The Moral Man Condemned According to His Own Judgment
At the very beginning in the first verse is the key word that will analyse the verse. It is the word "thou"; it occurs five times in the first verse. Four of these fit into an analysis of the passage:
1. "Thou ... that judgest" - the identification of the man.
2. "Thou condemnest thyself" - the endorsement of the man.
3. "Thou ... dost ... the same things" - the inclination of the man.
4. "Thou art without excuse" - the indictment of the man.
"Thou That Judgest"
What does it mean? On the negative side it does not mean what we have often thought - that is, a mere condemnation of somebody else; but on the positive side it means the faculty of moral discrimination that every man has to a more or less degree. Let me illustrate: I see a man steal something, and I say in evaluating that deed, "That is wrong." This means I have judged. I have exercised the faculty of judging right from wrong. That is precisely the significance of the words, "Thou ... that judgest." I can conceive of the fact that some men might fall so low that they could almost lost that faculty - for instance, those men in the first chapter. But even these men had that faculty to a degree. They could look and say, "This is right; or that is wrong."
"Thou Condemnest Thyself"
I have heard sermons which say, "It is wrong to judge somebody else. If a person does that, God will judge him." The thing that this man is condemned for here is his act of judging. But nothing could be more wrong than this conclusion. The faculty of moral judgment is right. God approves it. Every man ought to have it. Everyone ought to be able to look at another man and say, "That is wrong" or "That is right." This man was not condemned because he condemned others. He was condemned because while he was condemning others, he was doing the same thing and therefore condemned himself for his own sins.

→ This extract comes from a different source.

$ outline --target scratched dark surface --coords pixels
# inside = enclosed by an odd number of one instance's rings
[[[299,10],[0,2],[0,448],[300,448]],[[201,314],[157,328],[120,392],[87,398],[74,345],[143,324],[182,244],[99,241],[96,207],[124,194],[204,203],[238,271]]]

A wonderful illustration comes from the Old Testament. David committed murder because he wanted a man's wife. David have many wives. This man had only one, but the king desired her. He then had one of his officers take her husband and place him in front of the army to be killed. Then David took his wife! Nathan came to him. (David had the faculty of moral discrimination.) Nathan told him the story of a man who had many herds and flocks. He had a neighbor who had one little lamb. Instead of taking one of his own flock to entertain a stranger, the man with many flocks took the neighbor's lamb. David became very angry. He said, "Show me that man!" Then Nathan said: "Thou art the man!" In other words, "You who judge are condemning yourself because you do the same thing."
Never let anybody tell you that it is wrong to judge things in the lives of others. It is right. If we did not have the faculty of moral discrimination, think where we would be. However, God wants us first to judge the same things in our own lives.